Bugatti Chiron Super Sport: The Serpent of Speed

Backtrack to 2005, a time where cars were cheaper, the economy was booming, and I was still in year five drawing stickmen in my maths book. More importantly, Bugatti released the Veyron that revolutionised the definition of speed; it took the world by storm, stunning the world with achieving a top speed of over 250 mph. Then some years later, they released the Bugatti Veyron Super Sport that topped at 267 mph. After that Bugatti went quiet, secretly working behind the scenes of the car we’ve all become very well acquainted with –the Chiron-. To my disappointment, the Chiron became more of a lifestyle car, a hypercar to show off your wealth to and just merely blended in with the other luxury hypercars around the world. They now reclaimed their crown and proved the world once again why Bugatti is the king of the hill for supreme power and speed.

The Chiron Super Sport (SS) is the mythological monster they’ve created, costing an astonishing £2.3m and with only 30 built makes it one of the world’s rarest speed demons out there. A rarity in units produced and the price isn’t what sets it apart from the competition, its top speed is. As of August 2nd 2020, the Bugatti Chiron Super Sport has become the world’s first and only car to break into the 300 mph speed barrier, clocking in at 304.77 mph the Chiron SS is probably the only good thing to come out of 2020; it has been quite a disappointing year no doubt.


The engine is the same as the one found in the standard Chiron, an 8.0-litre W16 powerhouse, though the one in the Chiron SS produces 78 more horsepower over the classic car at 1,578 bhp and 1180 lb-ft of torque. 0-62mph is achieved in 2.3 seconds and as mentioned, going onto a top speed of 305 mph (I decided to round it up). You will be safe to hear that the Chiron SS does come with four-wheel-drive, thankfully, to help keep the car planted onto the tarmac and not the grass.

With all that power, it only makes sense also to redesign the Chiron to make it more slippery and aerodynamic. That’s precisely what Bugatti did; they added subtle changes to the Chiron SS over the standard car, the significant difference is found at the rear where the exhausts are twin vertical shaped allowing for an extended rear bumper and a more profound diffusor sucking the car down even more to the road. The front fender has vents that not only cool the brakes efficiently but also aid with reducing negative air pressure further providing downforce and providing an exposed black carbon fibre bodywork that makes the Chiron SS look that much more intimidating.


The interior is not one you would find on most modern-day cars; it is rather exquisite yet simplistic; there is no infotainment screen on the centre console. Instead, there are a few dials and buttons, and Apple CarPlay and Android Auto are not on offer. The Chiron SS is designed to form a bond between man and machine, for the driver to focus on the driving, on the car and experience what the Chiron SS truly offers without any distractions.

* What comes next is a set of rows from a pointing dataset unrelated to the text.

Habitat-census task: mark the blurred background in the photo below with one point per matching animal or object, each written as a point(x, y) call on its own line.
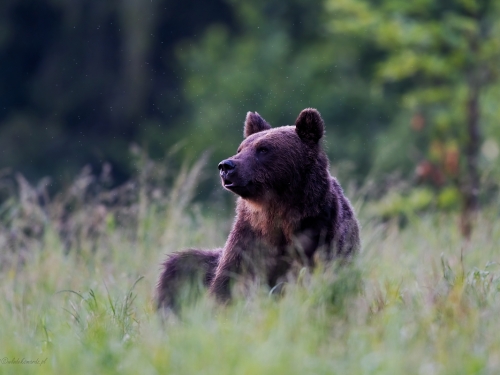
point(409, 90)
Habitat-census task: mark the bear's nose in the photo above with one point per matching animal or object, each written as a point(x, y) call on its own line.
point(226, 166)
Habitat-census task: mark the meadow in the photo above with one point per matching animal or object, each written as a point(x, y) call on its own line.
point(77, 291)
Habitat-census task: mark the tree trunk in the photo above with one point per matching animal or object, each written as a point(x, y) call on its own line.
point(470, 188)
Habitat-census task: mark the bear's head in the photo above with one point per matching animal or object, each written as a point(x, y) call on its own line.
point(277, 162)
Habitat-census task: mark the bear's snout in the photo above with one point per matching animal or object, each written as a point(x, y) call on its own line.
point(226, 169)
point(225, 166)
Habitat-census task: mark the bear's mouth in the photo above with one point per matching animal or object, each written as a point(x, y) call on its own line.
point(238, 189)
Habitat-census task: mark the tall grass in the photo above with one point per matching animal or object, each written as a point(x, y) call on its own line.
point(78, 272)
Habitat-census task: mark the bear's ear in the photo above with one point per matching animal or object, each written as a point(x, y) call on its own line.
point(254, 124)
point(309, 125)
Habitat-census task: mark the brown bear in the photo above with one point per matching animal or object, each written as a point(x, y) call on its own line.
point(289, 209)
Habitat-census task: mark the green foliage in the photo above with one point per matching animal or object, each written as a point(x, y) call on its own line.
point(280, 62)
point(417, 300)
point(441, 57)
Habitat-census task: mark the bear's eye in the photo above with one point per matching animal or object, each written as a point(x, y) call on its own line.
point(262, 150)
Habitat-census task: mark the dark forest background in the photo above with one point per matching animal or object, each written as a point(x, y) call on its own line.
point(409, 91)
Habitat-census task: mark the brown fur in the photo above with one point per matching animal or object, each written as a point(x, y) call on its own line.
point(289, 208)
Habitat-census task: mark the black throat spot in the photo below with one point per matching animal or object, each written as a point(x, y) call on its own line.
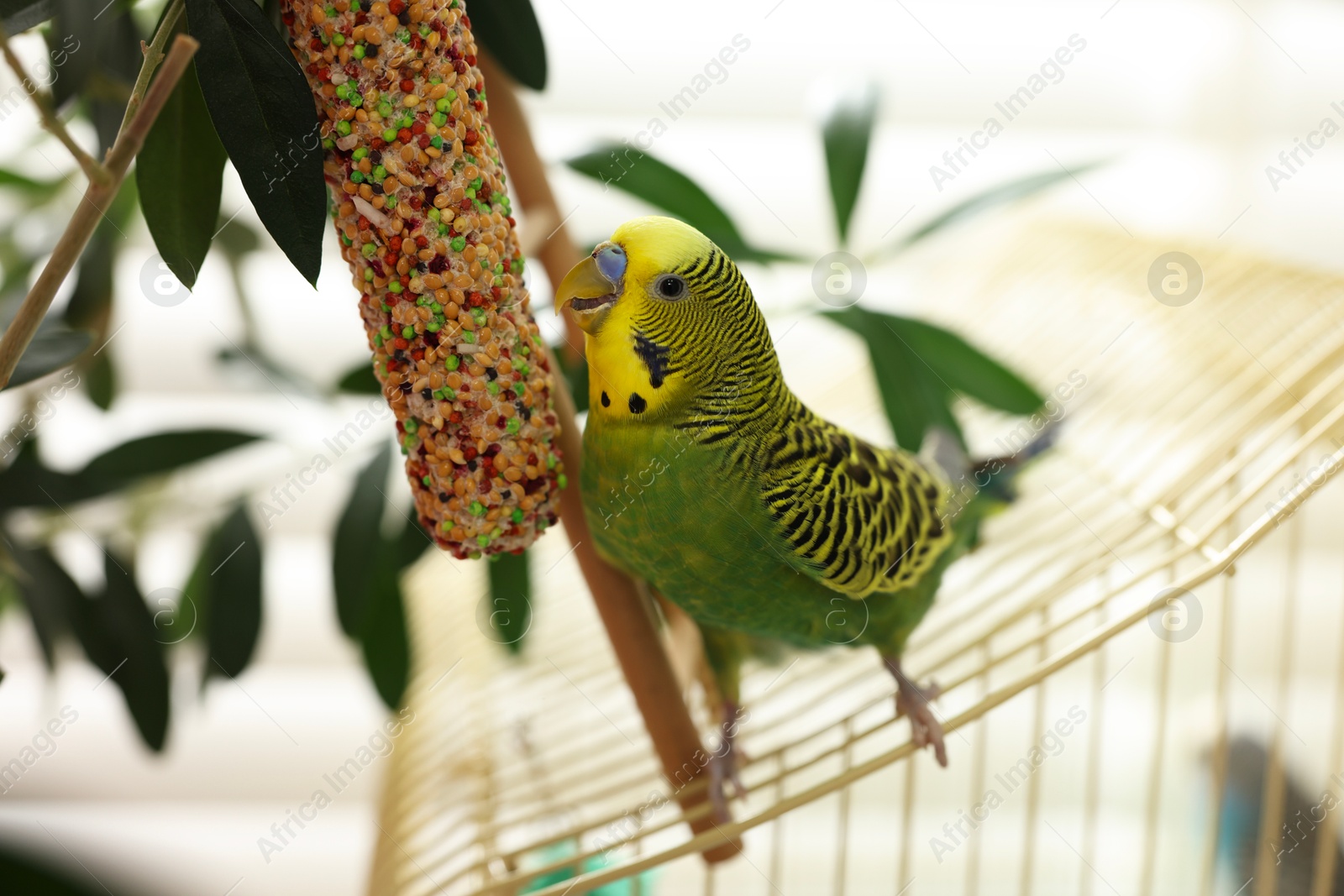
point(655, 359)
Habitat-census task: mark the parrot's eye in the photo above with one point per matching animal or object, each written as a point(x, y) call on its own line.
point(669, 288)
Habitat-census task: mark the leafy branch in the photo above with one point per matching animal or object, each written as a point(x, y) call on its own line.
point(104, 183)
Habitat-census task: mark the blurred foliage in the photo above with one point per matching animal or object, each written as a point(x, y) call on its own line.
point(26, 876)
point(367, 569)
point(244, 100)
point(846, 136)
point(511, 600)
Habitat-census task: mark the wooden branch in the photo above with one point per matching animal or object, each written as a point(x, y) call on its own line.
point(624, 611)
point(93, 204)
point(154, 55)
point(528, 175)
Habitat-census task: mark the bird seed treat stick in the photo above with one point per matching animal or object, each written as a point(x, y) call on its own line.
point(425, 222)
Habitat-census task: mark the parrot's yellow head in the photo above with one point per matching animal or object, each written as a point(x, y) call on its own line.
point(669, 316)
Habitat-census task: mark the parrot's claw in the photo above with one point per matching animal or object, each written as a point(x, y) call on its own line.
point(723, 765)
point(916, 703)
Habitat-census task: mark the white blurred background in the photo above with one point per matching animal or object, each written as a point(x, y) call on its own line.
point(1189, 101)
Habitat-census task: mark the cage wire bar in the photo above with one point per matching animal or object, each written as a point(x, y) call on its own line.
point(1178, 457)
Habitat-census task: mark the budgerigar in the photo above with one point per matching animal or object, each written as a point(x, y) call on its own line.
point(706, 477)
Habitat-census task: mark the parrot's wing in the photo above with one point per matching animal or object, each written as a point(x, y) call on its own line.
point(858, 519)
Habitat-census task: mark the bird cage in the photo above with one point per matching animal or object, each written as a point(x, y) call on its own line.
point(1153, 594)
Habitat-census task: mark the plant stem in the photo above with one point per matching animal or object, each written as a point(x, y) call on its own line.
point(47, 112)
point(154, 55)
point(96, 199)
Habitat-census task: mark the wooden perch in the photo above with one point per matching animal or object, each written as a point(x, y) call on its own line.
point(624, 611)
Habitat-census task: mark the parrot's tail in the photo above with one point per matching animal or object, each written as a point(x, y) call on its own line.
point(983, 486)
point(996, 476)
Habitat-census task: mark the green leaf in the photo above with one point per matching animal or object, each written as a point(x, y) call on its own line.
point(265, 117)
point(963, 367)
point(24, 872)
point(410, 544)
point(161, 453)
point(999, 195)
point(846, 136)
point(181, 172)
point(47, 591)
point(511, 600)
point(360, 380)
point(913, 398)
point(921, 369)
point(659, 184)
point(383, 629)
point(53, 347)
point(101, 380)
point(228, 595)
point(235, 238)
point(94, 47)
point(29, 483)
point(510, 31)
point(358, 544)
point(118, 634)
point(20, 15)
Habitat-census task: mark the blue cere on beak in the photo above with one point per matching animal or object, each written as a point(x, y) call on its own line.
point(611, 261)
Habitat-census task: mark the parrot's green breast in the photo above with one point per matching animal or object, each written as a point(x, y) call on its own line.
point(667, 510)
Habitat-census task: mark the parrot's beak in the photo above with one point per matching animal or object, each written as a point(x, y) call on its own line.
point(593, 285)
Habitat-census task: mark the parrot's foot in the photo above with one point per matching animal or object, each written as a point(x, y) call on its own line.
point(723, 763)
point(914, 701)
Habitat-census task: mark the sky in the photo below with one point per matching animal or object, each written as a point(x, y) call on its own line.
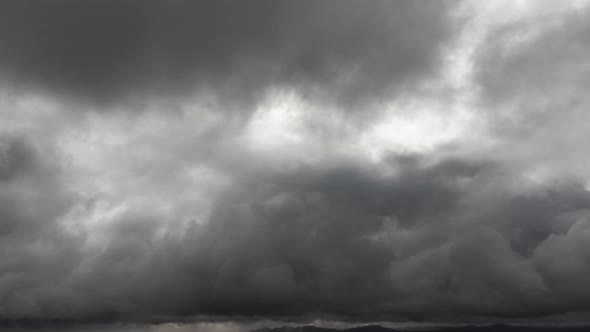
point(294, 160)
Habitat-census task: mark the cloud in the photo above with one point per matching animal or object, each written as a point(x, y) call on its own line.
point(463, 197)
point(108, 52)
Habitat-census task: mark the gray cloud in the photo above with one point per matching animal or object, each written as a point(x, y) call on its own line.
point(300, 211)
point(108, 51)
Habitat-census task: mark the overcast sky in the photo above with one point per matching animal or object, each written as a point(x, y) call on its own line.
point(261, 160)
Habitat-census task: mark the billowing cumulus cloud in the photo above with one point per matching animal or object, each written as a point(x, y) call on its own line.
point(108, 51)
point(456, 192)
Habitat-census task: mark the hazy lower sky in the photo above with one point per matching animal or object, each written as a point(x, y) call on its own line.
point(263, 160)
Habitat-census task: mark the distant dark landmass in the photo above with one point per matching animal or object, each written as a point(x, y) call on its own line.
point(469, 328)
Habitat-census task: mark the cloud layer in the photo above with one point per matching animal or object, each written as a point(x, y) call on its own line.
point(199, 160)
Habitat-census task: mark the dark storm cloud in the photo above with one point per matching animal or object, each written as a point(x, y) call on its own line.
point(108, 51)
point(444, 240)
point(539, 63)
point(112, 217)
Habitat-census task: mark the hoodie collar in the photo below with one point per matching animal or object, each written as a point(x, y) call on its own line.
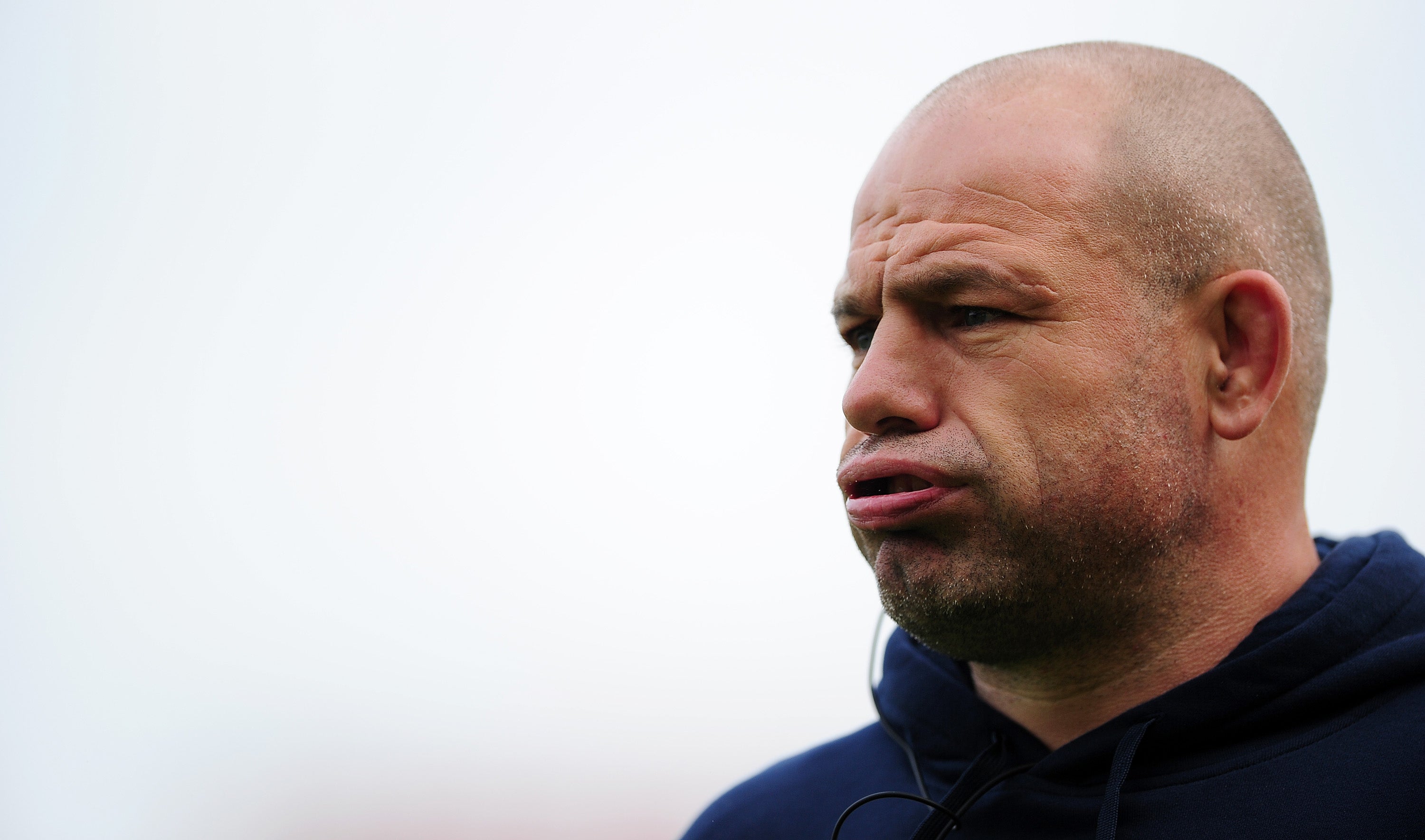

For £2.3m the Bugatti Chiron SS is a car not that many people will be fortunate to afford, and nor will many have the chance to ever see one in real life. However, what the Chiron SS provides is a timestamp and a timeline for the evolution of automotive engineering. Bugatti, in 2005, set the benchmark for what automotive makers should aim for, and then 15 years later, they set the standard again. What the Chiron SS is a homage to the one thing that man and machine will always thrive towards, and that is speed.